NEW DELHI: In an emotional speech after taking over the mantle as Congress party’s vice-president in Jaipur on Sunday, Rahul Gandhi told his cheering supporters that power was poison, but he was accepting it to empower the poor.

“Last night each one of you congratulated me. My mother came to my room and she sat with me and she cried... because she understands that power so many people seek is actually a poison,” Mr Gandhi said.

He was speaking at the All India Congress Committee session where he was unofficially anointed as a prime ministerial candidate in the 2014 elections.

Striking a personal note, the 42-year-old leader in his maiden address as party vice-president, recalled the moments when his mother and Congress chief Sonia Gandhi walked into his room at night.

He recalled the time his grandmother, the then prime minister Indira Gandhi, was assassinated in 1984 by security guards with whom he used to play badminton as ‘friends’ and how his father Rajiv Gandhi, who was himself “broken inside”, showed a “glimmer of hope” to the people.

The young leader received a standing ovation from the audience, which included his mother and Prime Minister Manmohan Singh as he said: “We should not chase power, only use it to empower others.”

He said his mother could see that power was poison “because she is not attached to it. The only antidote to this poison for all of us is to see what it really is and not become attached to it. We should not chase power for the attributes of power. We should only use it to empower the voices.”

Mr Gandhi recalled that as a little boy, “he loved to play badminton. I loved it because it gave me balance in this complicated world. I was taught how to play in my grandmother’s house by two policemen who protected my grandmother as my friends.

“Then one day they killed my grandmother and took away the balance from my life. I felt like I had not felt before.”

He recalled how he knew his father was “broken inside” and “terrified of what lay in front of him”.

“My father was in Bengal and he came back.... It was the first time in my life that I saw my father crying. He was the bravest person I knew and yet I saw him cry. I could see... I was small, but I could see my father was broken. They had taken away his mother and he was broken. In

those days our country was not what it is today.”

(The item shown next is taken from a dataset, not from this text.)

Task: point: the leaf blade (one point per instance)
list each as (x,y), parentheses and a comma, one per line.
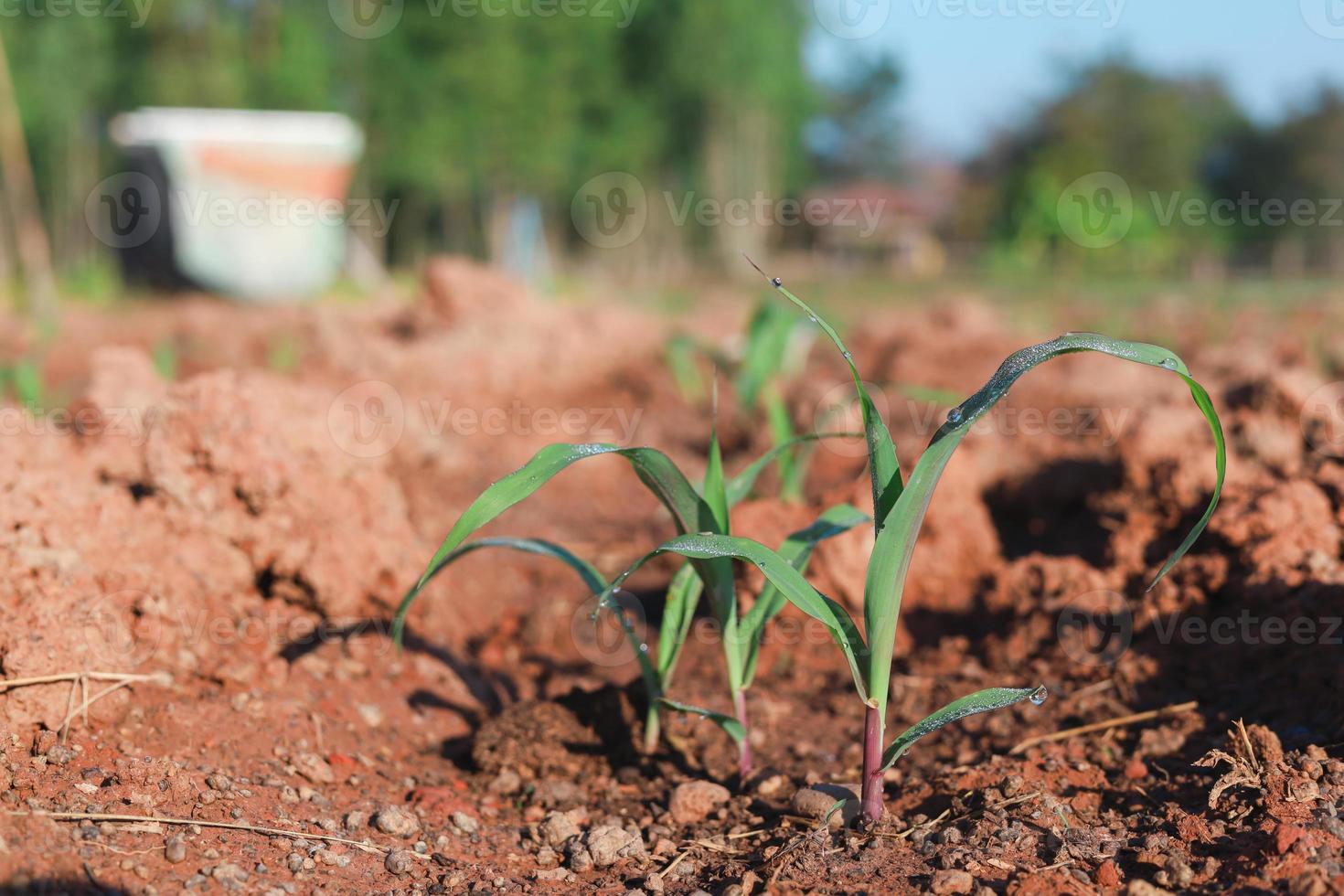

Until 1984, before his father took power, India was considered to be a worthless country. “In the eyes of the world we had nothing, we were worthless.... Nobody thought about us. That same evening I saw my father addressing the nation on TV. I know like me he was broken inside. I know like me he was terrified of what lay in front of him. As he spoke in that dark night, I felt a small glimmer of hope.”

He said that he realised he had a big responsibility in front of him and that people were standing behind him.

“Congress party is now my life, people of India are my life. I will fight for people of India and for this party. I will fight with everything that I have.”